Erst nach der Bergung und Öffnung des Fundes in der Nacht gaben Munitionsexperten wieder Entwarnung: In der Bombe habe sich lediglich „Übungsmasse und ein Übungszünder“ befunden. „Bis wir uns nicht zweifelsfrei davon überzeugt haben, dass es eine Übungsbombe ist, gilt sie als „scharf", begründete Torsten Hauk vom Schweriner Munitionsbergungsdienst am Dienstag das Vorgehen.

Solche Übungsbomben stammten aus dem Zweiten Weltkrieg und seien der Kleinbombe „SD 1“ täuschend ähnlich. „Übungsbomben haben eine andere Farbe, wenn die verwittert ist, kann man die Varianten nicht mehr äußerlich auseinanderhalten“, sagte Hauk. In diesem Fall sei die Übungsbombe vermutlich aus der Ostsee angespült worden, wo sie ihre Farbe verloren hatte.

Wer die Übungsbombe dann nahm und mit Draht fest an die grüne Haustür gewickelt hat, blieb bisher unklar. „Entweder hat jemand genau gewusst, was er tat – oder es war einfach Dummheit“, sagte die Polizeisprecherin zu den Hintergründen des Vorfalls.
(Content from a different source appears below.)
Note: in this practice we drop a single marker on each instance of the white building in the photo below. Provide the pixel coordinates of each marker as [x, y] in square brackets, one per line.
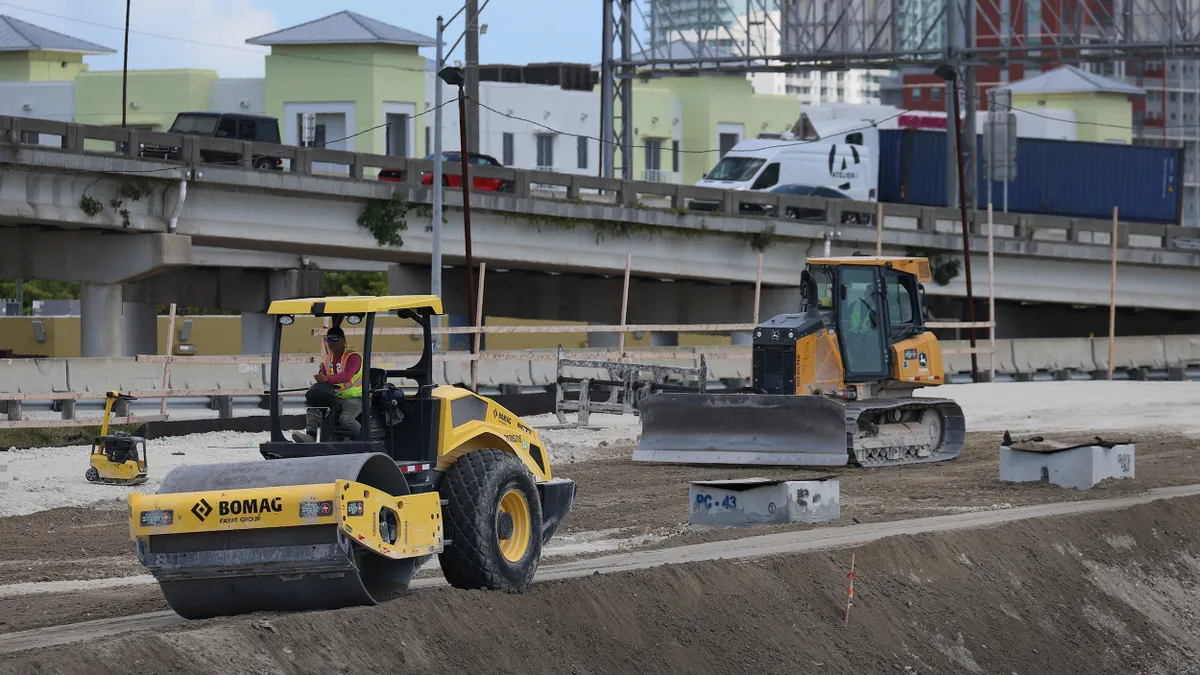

Die Vermutungen des Amtsleiters Weigler gehen in zwei Richtungen: „Es kann sein, dass sich jemand für eine nicht bezahlte Rechnung rächen wollte.“ Der Besitzer Ziegler hatte das marode Gutshaus ab 2002 denkmalgerecht saniert, wobei es Auseinandersetzungen mit Firmen gegeben haben soll. Zweite Richtung: „Die Gemeindevertretung ist in Lager zu je drei Gemeindevertretern tief gespalten.“ Zur einen Hälfte gehört Ziegler, der am Dienstag nicht zu erreichen war, zum anderen Lager die langjährige Bürgermeisterin Hiltraud Wessel (parteilos).

„Vielleicht kommt die Polizei ja jetzt endlich auf die Spur jener Leute, die schon 2009 unser ganzes Haus und die Blumenkästen mit einer bitumenähnlichen Flüssigkeit verunstaltet haben“, schimpft die 71-Jährige Wessel. Ihr Mann sei noch heute enttäuscht von den ergebnislosen Ermittlungen der Polizei bisher. Neben Wessels Haus waren zwei weitere Häuser mit solcher Flüssigkeit besudelt worden, darunter auch das Gutshaus. „Vielleicht hilft ja jetzt der „Kommissar Zufall„“, hofft die Bürgermeisterin.

Zuletzt gab es in der Gemeinde Streit um einen Straßenbau. Ein Lager warf dem anderen Lager vor, sich durch Landtausch kostengünstig Parkplätze zu verschaffen. „Weil man sich nicht rechtzeitig einigen konnte, wurde die Straße eben nach Plan gebaut“, sagt Amtsleiter Weigler. Der Tausch und die Parkplätze kamen nicht zustande, aber die Baumaßnahme sei 4000 Euro teurer geworden.